Buck smiled and winked. “Will do, Mr. President. Will do.”
16
PHILIPPINE SEA
The Don Pedro was lashed by heavy rains in a rolling sea, making a steady five knots beneath a hard gray sky. The wiper blades slapped away the salt water sheeting the bridge windows where the captain stood, joking with the first officer. It was a powerful storm by any measure but according to the weather radar would pass within the hour. The large, purse-shaped tuna nets were stowed away and the booms secured while the deck crew huddled dry below playing cards, grabbing shut-eye, or cleaning weapons, waiting for it to pass.
Héctor Guzmán was no sailor but the rise and fall of the boat in the running swells had no ill effect on him as he sat in his small, private cabin, staring at a laptop screen.

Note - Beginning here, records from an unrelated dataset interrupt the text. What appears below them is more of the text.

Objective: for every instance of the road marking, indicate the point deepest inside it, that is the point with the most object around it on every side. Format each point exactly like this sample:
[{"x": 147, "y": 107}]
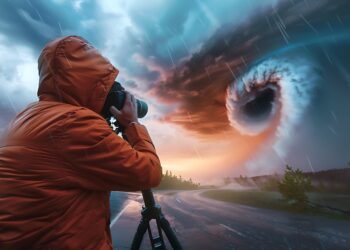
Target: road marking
[
  {"x": 118, "y": 216},
  {"x": 232, "y": 230}
]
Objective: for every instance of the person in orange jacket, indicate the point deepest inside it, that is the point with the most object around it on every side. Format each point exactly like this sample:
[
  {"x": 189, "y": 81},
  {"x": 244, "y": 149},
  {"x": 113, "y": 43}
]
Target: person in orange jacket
[{"x": 60, "y": 159}]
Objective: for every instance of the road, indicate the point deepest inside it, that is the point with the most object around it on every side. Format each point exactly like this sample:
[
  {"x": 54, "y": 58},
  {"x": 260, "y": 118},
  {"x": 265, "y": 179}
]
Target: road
[{"x": 202, "y": 223}]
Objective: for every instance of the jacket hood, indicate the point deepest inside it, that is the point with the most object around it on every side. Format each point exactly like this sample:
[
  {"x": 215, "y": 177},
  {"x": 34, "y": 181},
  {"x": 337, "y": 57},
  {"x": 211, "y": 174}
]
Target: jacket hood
[{"x": 72, "y": 71}]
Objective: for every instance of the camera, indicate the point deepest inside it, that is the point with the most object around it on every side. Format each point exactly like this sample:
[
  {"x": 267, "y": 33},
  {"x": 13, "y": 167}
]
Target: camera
[{"x": 116, "y": 97}]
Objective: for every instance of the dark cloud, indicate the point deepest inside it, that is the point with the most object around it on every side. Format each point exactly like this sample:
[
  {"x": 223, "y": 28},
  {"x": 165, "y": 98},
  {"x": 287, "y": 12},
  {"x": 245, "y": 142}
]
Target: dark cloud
[
  {"x": 199, "y": 84},
  {"x": 34, "y": 23}
]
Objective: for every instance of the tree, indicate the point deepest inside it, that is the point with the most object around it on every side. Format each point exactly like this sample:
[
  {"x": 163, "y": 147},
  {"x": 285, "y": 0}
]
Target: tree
[
  {"x": 227, "y": 180},
  {"x": 294, "y": 186}
]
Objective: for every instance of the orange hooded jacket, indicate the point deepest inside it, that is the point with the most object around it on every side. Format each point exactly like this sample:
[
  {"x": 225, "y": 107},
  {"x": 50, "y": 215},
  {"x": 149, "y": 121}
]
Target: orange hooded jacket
[{"x": 59, "y": 159}]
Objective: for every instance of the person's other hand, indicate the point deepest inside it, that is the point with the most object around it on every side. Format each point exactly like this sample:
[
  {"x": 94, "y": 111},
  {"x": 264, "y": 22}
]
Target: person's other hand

Dark, beardless, and with a long sharp nose that flared at the base, Guzmán’s looks favored his mother’s purely Indian ancestry. But he was a head taller than anyone in his village, and stronger than any man by the age of fifteen, the genetic gift of his father’s mixed Spanish and German heritage. His badly pockmarked face was puckered with divots and irregular scars, like a rotted orange skin punctured by shoe spikes. With such a face, he paid double for whores who would have him willingly. The whores who wouldn’t he took by force and made them pay dearly in other ways.
The men under his command both on and off the water assumed his facial defects were the product of battle—a shotgun blast to the face, or perhaps even burns. It added to his reputation as a fearsome and indestructible fighter, both of which were true. But in fact, the scarring was merely the aftermath of a virulent skin condition from his childhood.
Guzmán examined the photo on the laptop intensely, a pair of wireless AirPods stuck in his ears. It was the blue eyes and dark beard in the photo that caught his attention.
“Who am I looking at?” Guzmán demanded. “He looks like an operator.”
“According to our contact at the CNI, he is an American by the name of John Patrick Ryan, Jr.,” the operator said through the AirPods, his throaty vowels betraying his Russian accent. “He goes by the name of Jack. Works as an analyst for a privately held financial services firm, Hendley Associates, owned and managed by an ex–American senator by the name of Gerald Hendley. Apparently, Ryan was an acquaintance of Moore and that is his interest in the case.”
Guzmán scowled at Ryan’s picture. He had only just learned about van Delden’s death secondhand, and that a man matching Ryan’s description was involved. He doubted it was possible this Ryan guy in Spain was the same guy who killed van Delden in South Korea, but his instincts told him to pay close attention.
The Russian operator’s name was Bykov, one of Guzmán’s smartest. He had a real genius for killing. Munitions and remote-controlled detonations were his specialty. The Slav’s deep-set hazel eyes and flat face were offset by his crooked nose. Bykov was concerned enough about the situation in Barcelona to reach out and that was worrisome. Ryan had been in touch with the American consulate, twice met with an agent of the CNI, and made contact with Moore just before the explosion.
“He’s not an operator? Not with any agency?”
Guzmán’s own English was superb, and nearly without accent, taught to him by a spinster Baptist missionary lady who served in a nearby village when he was a child.
“We did not find anything else on him in our database, which is extensive.”
It was extensive, Guzmán agreed. And expensive. One of his best investments. If this Ryan character wasn’t on it, it was possible he had been scrubbed. That made Ryan even more problematic.
The boat yawed violently beneath Guzmán. “That’s all you have on him?”
“I have his home address in Alexandria, Virginia. His driver’s license says he’s one hundred and eighty-seven centimeters tall, and weighs eighty-nine kilograms, and by the looks of him, I’d say that was all muscle.”